DUMAGUETE CITY, Negros Oriental – On January 28, 2023 along Rizal Boulevard, numerous environmentalists, student groups, and concerned citizens demonstrate their opposition against the pyrolysis incinerator machine at the city government's Materials Recovery Facility (MRF) located at the border of Barangay Camanjac and Barangay Candau-ay.
The machine entered the city with the intention of converting garbage into building materials like hollow blocks and other byproducts in 2021. However, with the probing serious effects of the installed pyrolysis-gasification plant, many have expressed their grave concerns due to its harmful impacts on human health and the environment.
According to the Conservation Law Foundation, incinerating rubbish is a bad idea.
"Burning waste of any kind is hazardous to our health and the environment and undermines real solutions to our trash crisis."
The project's ₱22 Million budget was approved by the City Council as a way to address the issue of sustainable solid waste management. Mayor Felipe Antonio Remollo ordered the closure of the over 35-year-old dumpsite in Brgy. Candau-ay as the city MRF began its operations. Despite this, the government is squandering money and misguiding the populace in an effort to find an "invention" that offers a sustainable solution.
It appears that the Local Government Unit (LGU) is clutching at straws in an effort to find a rapid solution to the plastic trash problem, but the concept is foolish and imprudent.
Contrary to the efficiency and "Zero Waste" claims by the LGU in Dumaguete City, in actuality, this facility is not financially viable and holds no value; even if burning trash does not result in air and carbon pollution –which is improbable, gasification and pyrolysis consume expensive fuel with little to no financial return, making it an unwise investment
Any waste burning puts our health, the ecology, and the climate in peril. Contrary to what proponents of gasification and pyrolysis assert, these technologies are not environmentally friendly.

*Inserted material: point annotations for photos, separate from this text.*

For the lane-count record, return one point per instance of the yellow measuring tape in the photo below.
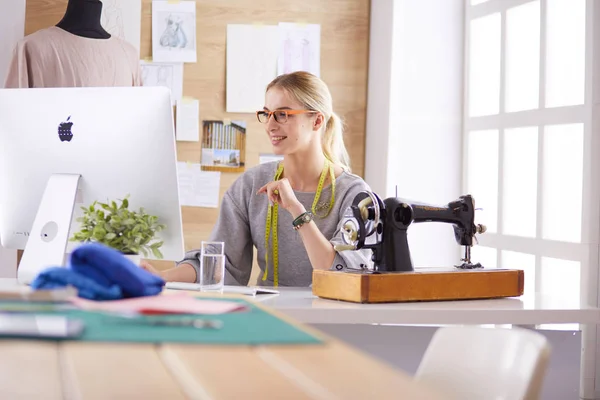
(273, 212)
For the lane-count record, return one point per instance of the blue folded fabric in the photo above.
(59, 277)
(95, 270)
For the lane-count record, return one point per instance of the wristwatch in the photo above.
(302, 219)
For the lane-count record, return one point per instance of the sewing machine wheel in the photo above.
(362, 219)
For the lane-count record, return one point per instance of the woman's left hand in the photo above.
(281, 192)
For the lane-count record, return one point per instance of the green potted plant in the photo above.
(115, 225)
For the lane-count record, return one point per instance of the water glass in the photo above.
(212, 266)
(212, 248)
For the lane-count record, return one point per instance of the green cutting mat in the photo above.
(252, 327)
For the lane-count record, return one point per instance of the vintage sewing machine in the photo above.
(382, 226)
(388, 222)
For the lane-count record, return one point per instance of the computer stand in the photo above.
(50, 231)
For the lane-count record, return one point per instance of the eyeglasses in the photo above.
(280, 116)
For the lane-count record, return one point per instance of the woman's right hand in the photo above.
(150, 268)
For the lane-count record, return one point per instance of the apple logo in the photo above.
(64, 130)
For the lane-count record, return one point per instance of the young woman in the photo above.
(291, 211)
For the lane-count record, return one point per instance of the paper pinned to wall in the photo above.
(299, 48)
(198, 188)
(251, 65)
(123, 19)
(12, 29)
(164, 74)
(188, 120)
(174, 31)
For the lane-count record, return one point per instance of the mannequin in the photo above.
(76, 52)
(82, 18)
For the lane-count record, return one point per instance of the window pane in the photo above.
(565, 52)
(487, 256)
(482, 176)
(563, 176)
(484, 66)
(520, 182)
(523, 57)
(560, 277)
(526, 262)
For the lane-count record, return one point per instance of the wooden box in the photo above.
(420, 285)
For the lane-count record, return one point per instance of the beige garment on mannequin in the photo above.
(53, 57)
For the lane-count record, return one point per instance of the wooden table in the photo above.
(84, 370)
(92, 370)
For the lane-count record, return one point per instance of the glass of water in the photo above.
(212, 266)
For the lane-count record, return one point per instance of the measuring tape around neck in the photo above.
(273, 212)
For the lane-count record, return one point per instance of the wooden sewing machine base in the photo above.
(420, 285)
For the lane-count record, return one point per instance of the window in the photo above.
(524, 135)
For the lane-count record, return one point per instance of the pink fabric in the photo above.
(53, 57)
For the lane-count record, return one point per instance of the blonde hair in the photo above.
(313, 94)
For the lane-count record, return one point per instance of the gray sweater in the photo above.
(242, 220)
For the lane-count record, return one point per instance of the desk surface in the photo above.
(530, 309)
(302, 305)
(332, 370)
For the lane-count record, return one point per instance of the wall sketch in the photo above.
(174, 31)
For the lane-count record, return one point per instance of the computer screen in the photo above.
(117, 141)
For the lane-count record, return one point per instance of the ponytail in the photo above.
(333, 143)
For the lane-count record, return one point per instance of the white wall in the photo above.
(12, 27)
(415, 108)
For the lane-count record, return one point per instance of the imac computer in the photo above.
(63, 148)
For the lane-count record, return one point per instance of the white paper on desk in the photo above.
(12, 29)
(174, 31)
(123, 19)
(251, 65)
(179, 303)
(299, 48)
(164, 74)
(198, 188)
(188, 120)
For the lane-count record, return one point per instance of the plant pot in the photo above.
(134, 258)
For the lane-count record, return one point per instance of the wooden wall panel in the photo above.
(344, 62)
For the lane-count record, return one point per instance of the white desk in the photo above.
(302, 305)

This facility produce air pollutants that are comparable to those from traditional trash burning, tenfold even worst. They expel a variety of cancer-causing substances that have been called the most poisonous chemicals ever discovered by humans. Additionally, dioxins, mercury, and other heavy metals are tainted in the ash "byproduct" of these operations, which seeps into our groundwater, rivers, and oceans, eventually contaminating our other natural resources, livelihoods, and food sources.
Despite the fact that the Philippine government has taken serious note of the many concerns about incineration at a governmental level, and following strong public opposition to incinerators, pursuant to Republic Act No. 8749, otherwise known as the "Philippine Clean Air Act of 1999" forbidding the incineration of hazardous wastes as this method emits harmful and dangerous gases; Section 20 of the same Act says it "does not absolutely prohibit incineration as a mode of waste disposal; rather only those burning processes which emit poisonous and toxic fumes are banned." It also defines 'poisonous and toxic fumes' as emissions and fumes that exceed globally established criteria, such as those of the World Health Organization (WHO) guideline values.
With the cooperation of Global Alliance for Incinerator Alternatives (GAIA), Greenpeace Philippines, Plastic Free Philippines, and War On Waste (WOW) Negros Oriental, on February 6, 2023 at the Silliman University Del Carmen Hall, Burn Not Dumaguete, a movement of Non-Governmental Organizations (NGO) and professionals working to stop the Pyrolysis-Gasification technology in the City, conduct a special session with KT Andresky the Campaign Organizer of Breathe Free Detroit, a grassroots and community-led movement formed to shut down the Detroit incinerator, sharing her community efforts in successfully closing down the biggest waste incinerator in Detroit, Michigan in the United States. She is an activist who spent more than ten years residing near the Detroit Renewable Power (DWP) incinerator where she experienced first-hand the negative impacts of the facility on the community dwelling in the shadow of the incinerator.
"The possible impacts of heavy metal toxins and other contaminants in the environment are quite tenacious and may persist for a long period beyond the area near the incinerator. Persistent pollutants can travel vast distances from their emission sources, through many chemical and physical transformations, and pass multiple times through soil, water, and food" she iterated.
Andresky promotes public involvement, public education, and community action initiatives to educate and empower her community, as she hopes Dumaguete City will follow suit.